(602a) Non-Faradaic Electrochemical Promotion of Brønsted Acid Catalysis
AIChE Annual Meeting
2021
2021 Annual Meeting
Catalysis and Reaction Engineering Division
Fundamentals of Catalysis and Surface Science III: Metal Oxides
Thursday, November 11, 2021 - 12:30pm to 12:48pm
Temperature and reactant partial pressure are considered the typical handles for controlling reaction rates and product selectivities in gas-phase heterogeneous thermocatalytic systems. At fixed temperature and pressure, modification of rates and selectivities must largely be addressed through ex situ structural and compositional changes to the catalyst and support.
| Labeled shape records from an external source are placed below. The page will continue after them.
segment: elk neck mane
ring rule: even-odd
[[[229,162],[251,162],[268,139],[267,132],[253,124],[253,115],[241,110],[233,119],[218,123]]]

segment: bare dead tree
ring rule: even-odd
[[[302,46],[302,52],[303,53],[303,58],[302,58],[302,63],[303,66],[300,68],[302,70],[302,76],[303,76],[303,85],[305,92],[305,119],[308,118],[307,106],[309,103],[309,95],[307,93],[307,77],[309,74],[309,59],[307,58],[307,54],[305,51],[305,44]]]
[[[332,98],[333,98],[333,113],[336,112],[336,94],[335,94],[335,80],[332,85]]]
Electrochemical systems, however, include the additional handle of the electrode potential, which can be finely controlled without modifying bulk process parameters. In the 1980s, Vayenas and coworkers demonstrated that the electrode potential could also be used for in situ modification of thermocatalytic systems via the electrochemical promotion of catalysis (EPOC). This phenomenon has typically been exploited via polarization of noble metal films deposited on solid ion conductors; however, it has never, to our knowledge, been used to enhance rates of reactions catalyzed by solid Brønsted acids. Isopropanol dehydration to propylene was used as a probe reaction to study the in situ modification of a molybdenum catalyst film deposited on a solid yttria-stabilized zirconia electrolyte. Upon polarizing the Mo film by +1.5 V, the rate of isopropanol dehydration was reversibly and non-Faradaically increased by 250%. The reaction rate was zero order in IPA partial pressure at open circuit; however, negative order behavior was observed at higher IPA partial pressures during polarization of +1.5 V. We hypothesize that anodic supply of oxygen ions from the solid electrolyte to the surface of the catalyst results in either the stabilization of surface intermediates that lead to propylene or reversible electrochemical Brønsted acid site generation. This proof of concept demonstrates the feasibility of combining the fine control of applied electrochemical potential in a typical thermocatalytic reaction system in order to reversibly and controllably modify the function of a catalytic material to affect redox-neutral catalysis over non-metallic sites.